Jason Martin

No. 15
- Position: Quarterback

Personal information
- Born: December 12, 1972 (age 53) Delhi, Louisiana, U.S.
- Listed height: 6 ft 3 in (1.91 m)
- Listed weight: 225 lb (102 kg)

Career information
- High school: Oak Grove (Oak Grove, Louisiana)
- College: Louisiana Tech (1992–1996)
- NFL draft: 1997: undrafted

Career history
- Tampa Bay Buccaneers (1997)*; Barcelona Dragons (1998); Grand Rapids Rampage (1998); Shreveport Knights (1999); Grand Rapids Rampage (2000);
- * Offseason or practice squad member only

Career AFL statistics
- Comp. / Att.: 86 / 160
- Passing yards: 976
- TD–INT: 13–10
- QB rating: 66.56
- Rushing TDs: 2
- Stats at ArenaFan.com

= Jason Martin (American football) =

American football player (born 1972)

Jason Martin (born December 12, 1972) is an American former football quarterback. He played college football at Louisiana Tech University, and signed with the Tampa Bay Buccaneers after going undrafted in the 1997 NFL draft. He played professionally for the Barcelona Dragons of NFL Europe, and the Grand Rapids Rampage of the Arena Football League (AFL).

==Early life==
Jason Martin was born on December 12, 1972, in Delhi, Louisiana. He attended Oak Grove High School in Oak Grove, Louisiana.

==College career==
Martin played college football for the Louisiana Tech Bulldogs of Louisiana Tech University. He was redshirted in 1992 and was a four-year letterman from 1993 to 1996. He split time with senior Aaron Ferguson in 1993, completing 92 of 193 passes (47.7%) for 1,218 yards, four touchdowns, and 12 interceptions while also rushing for a touchdown. Martin was then the team's primary starter from 1994 to 1996. In 1994, he recorded 160 completions on 342 attempts (46.8%) for 1,882 yards, four touchdowns, and 15 interceptions, and one rushing touchdown. He improved in 1995, completing 206 of 370 passes (55.7%) for 2,606 yards, 24 touchdowns, and 12 interceptions while also scoring one rushing touchdown. As a senior during the 1996 season, Martin completed 247 of 415 passes (59.5%) for 3,360 yards, 32 touchdowns, and 16 interceptions. His completions, attempts, passing yards, and passing touchdowns were the most among independents that year. He also broke Terry Bradshaw's 26-year single-season school passing record. Martin had an independent-leading 305.5 passing yards per game, and an independent-leading 145.3 passer rating as well.

==Professional career==
Martin signed with the Tampa Bay Buccaneers on April 12, 1997, after going undrafted in the 1997 NFL draft.

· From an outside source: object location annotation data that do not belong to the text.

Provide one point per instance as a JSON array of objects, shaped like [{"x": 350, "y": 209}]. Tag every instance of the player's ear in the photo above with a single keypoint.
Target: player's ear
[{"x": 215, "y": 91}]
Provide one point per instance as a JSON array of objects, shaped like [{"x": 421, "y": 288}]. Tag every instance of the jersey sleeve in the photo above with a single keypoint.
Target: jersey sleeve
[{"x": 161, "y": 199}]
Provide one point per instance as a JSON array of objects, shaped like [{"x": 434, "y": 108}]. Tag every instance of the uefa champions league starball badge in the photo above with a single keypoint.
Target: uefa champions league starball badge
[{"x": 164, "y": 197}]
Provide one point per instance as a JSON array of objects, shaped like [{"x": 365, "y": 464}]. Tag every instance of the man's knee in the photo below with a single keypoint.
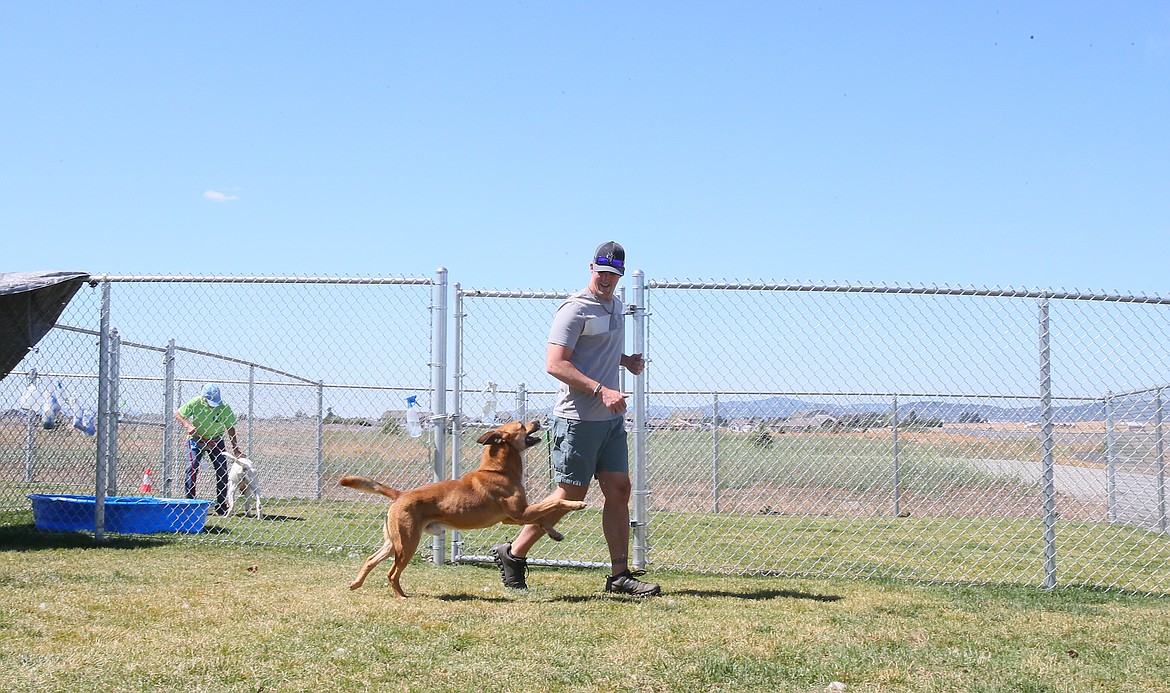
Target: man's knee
[{"x": 614, "y": 486}]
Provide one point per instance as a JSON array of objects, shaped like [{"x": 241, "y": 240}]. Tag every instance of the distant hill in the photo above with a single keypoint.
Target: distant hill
[{"x": 950, "y": 412}]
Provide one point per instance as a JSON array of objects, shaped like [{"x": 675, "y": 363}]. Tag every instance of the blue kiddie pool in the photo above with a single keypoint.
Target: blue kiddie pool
[{"x": 123, "y": 514}]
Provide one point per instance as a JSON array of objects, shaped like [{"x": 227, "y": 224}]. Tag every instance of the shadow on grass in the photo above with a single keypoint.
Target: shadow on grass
[
  {"x": 761, "y": 595},
  {"x": 755, "y": 596},
  {"x": 26, "y": 537},
  {"x": 472, "y": 598}
]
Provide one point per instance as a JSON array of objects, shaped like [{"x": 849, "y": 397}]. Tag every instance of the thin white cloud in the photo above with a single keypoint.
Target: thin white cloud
[{"x": 219, "y": 197}]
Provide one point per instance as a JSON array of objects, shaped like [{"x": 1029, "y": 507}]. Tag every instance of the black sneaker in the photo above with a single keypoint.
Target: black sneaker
[
  {"x": 511, "y": 569},
  {"x": 627, "y": 583}
]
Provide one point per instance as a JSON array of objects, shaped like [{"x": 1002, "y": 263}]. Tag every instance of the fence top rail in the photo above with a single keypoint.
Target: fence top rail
[
  {"x": 504, "y": 294},
  {"x": 265, "y": 280},
  {"x": 931, "y": 290}
]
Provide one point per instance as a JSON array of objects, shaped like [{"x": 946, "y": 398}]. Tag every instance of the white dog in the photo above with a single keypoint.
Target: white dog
[{"x": 242, "y": 481}]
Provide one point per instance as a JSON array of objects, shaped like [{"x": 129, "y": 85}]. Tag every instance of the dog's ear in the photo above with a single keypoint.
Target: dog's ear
[{"x": 490, "y": 438}]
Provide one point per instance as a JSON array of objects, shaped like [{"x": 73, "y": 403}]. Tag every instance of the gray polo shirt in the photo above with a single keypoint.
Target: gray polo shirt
[{"x": 596, "y": 333}]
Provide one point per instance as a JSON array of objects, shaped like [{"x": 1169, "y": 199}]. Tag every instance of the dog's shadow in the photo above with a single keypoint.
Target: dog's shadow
[{"x": 752, "y": 596}]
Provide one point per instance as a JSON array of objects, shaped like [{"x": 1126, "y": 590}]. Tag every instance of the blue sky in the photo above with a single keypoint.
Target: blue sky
[{"x": 951, "y": 143}]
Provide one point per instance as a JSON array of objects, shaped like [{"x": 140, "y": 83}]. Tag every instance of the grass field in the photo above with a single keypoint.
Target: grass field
[
  {"x": 149, "y": 613},
  {"x": 804, "y": 505}
]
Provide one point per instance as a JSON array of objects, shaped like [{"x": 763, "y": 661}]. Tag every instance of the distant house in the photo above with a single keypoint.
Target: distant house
[{"x": 805, "y": 423}]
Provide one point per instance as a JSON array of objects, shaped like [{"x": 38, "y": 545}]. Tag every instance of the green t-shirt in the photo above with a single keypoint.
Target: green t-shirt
[{"x": 210, "y": 422}]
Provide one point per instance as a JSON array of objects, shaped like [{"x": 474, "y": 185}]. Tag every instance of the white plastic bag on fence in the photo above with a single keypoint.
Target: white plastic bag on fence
[{"x": 33, "y": 398}]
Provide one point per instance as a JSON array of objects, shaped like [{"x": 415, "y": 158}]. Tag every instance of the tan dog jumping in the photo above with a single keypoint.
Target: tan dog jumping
[{"x": 493, "y": 493}]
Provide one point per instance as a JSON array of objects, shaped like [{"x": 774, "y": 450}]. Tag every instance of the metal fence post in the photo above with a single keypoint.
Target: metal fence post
[
  {"x": 456, "y": 423},
  {"x": 321, "y": 438},
  {"x": 1110, "y": 462},
  {"x": 715, "y": 452},
  {"x": 111, "y": 477},
  {"x": 1160, "y": 454},
  {"x": 439, "y": 393},
  {"x": 1047, "y": 461},
  {"x": 897, "y": 464},
  {"x": 103, "y": 413},
  {"x": 639, "y": 549},
  {"x": 31, "y": 438},
  {"x": 252, "y": 402},
  {"x": 167, "y": 416}
]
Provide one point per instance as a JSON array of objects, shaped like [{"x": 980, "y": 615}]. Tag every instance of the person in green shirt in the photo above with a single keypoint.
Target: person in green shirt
[{"x": 206, "y": 419}]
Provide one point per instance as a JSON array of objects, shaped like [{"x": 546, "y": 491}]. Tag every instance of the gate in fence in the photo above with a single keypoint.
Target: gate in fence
[{"x": 936, "y": 434}]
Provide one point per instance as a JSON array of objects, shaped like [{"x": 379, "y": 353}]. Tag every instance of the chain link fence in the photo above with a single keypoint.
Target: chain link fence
[
  {"x": 316, "y": 371},
  {"x": 934, "y": 434}
]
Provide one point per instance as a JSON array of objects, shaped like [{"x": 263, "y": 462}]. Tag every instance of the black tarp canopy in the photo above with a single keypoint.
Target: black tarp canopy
[{"x": 31, "y": 302}]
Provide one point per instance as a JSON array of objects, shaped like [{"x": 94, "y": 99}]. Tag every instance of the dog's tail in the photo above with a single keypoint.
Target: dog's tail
[{"x": 370, "y": 486}]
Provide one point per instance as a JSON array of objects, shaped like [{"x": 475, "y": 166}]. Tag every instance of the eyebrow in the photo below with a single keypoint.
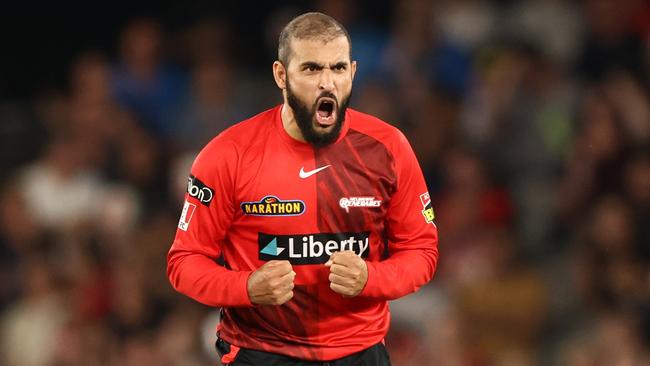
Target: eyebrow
[{"x": 319, "y": 66}]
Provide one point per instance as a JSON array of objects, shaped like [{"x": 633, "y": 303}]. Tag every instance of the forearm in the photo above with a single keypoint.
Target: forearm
[
  {"x": 401, "y": 274},
  {"x": 205, "y": 281}
]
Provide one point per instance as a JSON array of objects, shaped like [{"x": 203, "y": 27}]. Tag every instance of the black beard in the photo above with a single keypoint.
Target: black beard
[{"x": 305, "y": 118}]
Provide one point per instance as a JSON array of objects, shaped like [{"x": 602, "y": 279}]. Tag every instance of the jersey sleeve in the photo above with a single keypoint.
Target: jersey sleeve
[
  {"x": 412, "y": 235},
  {"x": 207, "y": 214}
]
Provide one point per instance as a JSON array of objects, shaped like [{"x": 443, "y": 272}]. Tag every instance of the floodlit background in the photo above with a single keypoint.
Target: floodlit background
[{"x": 531, "y": 120}]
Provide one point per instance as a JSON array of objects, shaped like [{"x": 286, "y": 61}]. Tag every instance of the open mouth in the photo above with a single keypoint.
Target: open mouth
[{"x": 326, "y": 112}]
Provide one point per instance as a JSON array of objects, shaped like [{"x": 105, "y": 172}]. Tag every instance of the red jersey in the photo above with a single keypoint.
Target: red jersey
[{"x": 256, "y": 194}]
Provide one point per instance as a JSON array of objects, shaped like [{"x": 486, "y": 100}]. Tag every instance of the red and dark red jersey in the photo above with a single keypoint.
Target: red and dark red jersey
[{"x": 256, "y": 194}]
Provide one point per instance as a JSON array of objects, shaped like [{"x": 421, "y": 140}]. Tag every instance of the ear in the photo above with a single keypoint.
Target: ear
[{"x": 280, "y": 75}]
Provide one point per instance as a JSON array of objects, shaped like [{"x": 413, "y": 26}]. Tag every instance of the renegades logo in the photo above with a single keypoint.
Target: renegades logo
[
  {"x": 273, "y": 206},
  {"x": 427, "y": 210},
  {"x": 199, "y": 190}
]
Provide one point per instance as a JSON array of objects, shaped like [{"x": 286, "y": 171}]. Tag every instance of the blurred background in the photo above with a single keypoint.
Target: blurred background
[{"x": 530, "y": 119}]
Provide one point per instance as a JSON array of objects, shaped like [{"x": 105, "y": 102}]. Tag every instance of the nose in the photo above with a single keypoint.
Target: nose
[{"x": 326, "y": 81}]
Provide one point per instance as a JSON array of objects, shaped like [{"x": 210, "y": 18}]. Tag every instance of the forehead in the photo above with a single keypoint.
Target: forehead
[{"x": 315, "y": 50}]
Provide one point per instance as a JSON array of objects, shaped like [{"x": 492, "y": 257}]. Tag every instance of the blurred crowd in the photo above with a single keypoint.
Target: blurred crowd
[{"x": 530, "y": 119}]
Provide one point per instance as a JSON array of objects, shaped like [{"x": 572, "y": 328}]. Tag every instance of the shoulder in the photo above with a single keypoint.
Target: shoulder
[
  {"x": 233, "y": 142},
  {"x": 240, "y": 136}
]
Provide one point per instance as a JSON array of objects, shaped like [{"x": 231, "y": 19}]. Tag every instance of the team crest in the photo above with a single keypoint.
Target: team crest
[{"x": 427, "y": 210}]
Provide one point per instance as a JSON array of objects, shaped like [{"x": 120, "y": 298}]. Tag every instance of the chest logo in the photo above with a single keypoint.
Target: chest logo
[
  {"x": 306, "y": 174},
  {"x": 347, "y": 202},
  {"x": 273, "y": 206}
]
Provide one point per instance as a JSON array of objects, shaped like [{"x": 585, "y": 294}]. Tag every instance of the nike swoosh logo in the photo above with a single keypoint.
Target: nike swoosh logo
[{"x": 303, "y": 174}]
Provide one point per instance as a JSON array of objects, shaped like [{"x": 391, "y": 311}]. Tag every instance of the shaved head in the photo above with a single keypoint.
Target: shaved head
[{"x": 310, "y": 26}]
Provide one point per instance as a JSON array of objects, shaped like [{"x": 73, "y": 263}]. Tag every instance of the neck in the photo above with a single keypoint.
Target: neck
[{"x": 289, "y": 123}]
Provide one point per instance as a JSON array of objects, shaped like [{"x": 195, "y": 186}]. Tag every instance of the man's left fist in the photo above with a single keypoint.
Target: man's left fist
[{"x": 348, "y": 273}]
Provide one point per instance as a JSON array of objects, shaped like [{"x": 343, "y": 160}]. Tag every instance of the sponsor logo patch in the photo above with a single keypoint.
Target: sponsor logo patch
[
  {"x": 273, "y": 206},
  {"x": 427, "y": 210},
  {"x": 199, "y": 190},
  {"x": 347, "y": 202},
  {"x": 311, "y": 248},
  {"x": 186, "y": 216}
]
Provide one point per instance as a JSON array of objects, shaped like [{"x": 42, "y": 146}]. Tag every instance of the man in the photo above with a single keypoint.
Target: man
[{"x": 319, "y": 215}]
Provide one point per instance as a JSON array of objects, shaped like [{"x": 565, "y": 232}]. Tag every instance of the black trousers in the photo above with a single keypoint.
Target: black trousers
[{"x": 373, "y": 356}]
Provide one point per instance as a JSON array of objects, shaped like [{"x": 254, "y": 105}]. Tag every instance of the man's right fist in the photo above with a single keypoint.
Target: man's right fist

He was waived on August 18, 1997.

Martin signed with the Barcelona Dragons of NFL Europe in March 1998. He played for the Dragons during the 1998 NFL Europe season, completing 14 of 32 passes (43.8%) for 131 yards and two interceptions.

Martin then played in six games for the Grand Rapids Rampage of the Arena Football League (AFL) during the 1998 AFL season, completing 63 of 111 passes (56.8%) for 683 yards, nine touchdowns, and seven interceptions while also rushing for one touchdown.

He played for the Shreveport Knights of the short-lived Regional Football League in 1999.

Martin signed with the Rampage again on January 5, 2000. He was placed on refused to report on March 22 but was activated before the start of the season. He played in three games for the Rampage in 2000, totaling 23 completions on 49 passing attempts (46.9%) for 293 yards, four touchdowns, and three interceptions, and one rushing touchdown.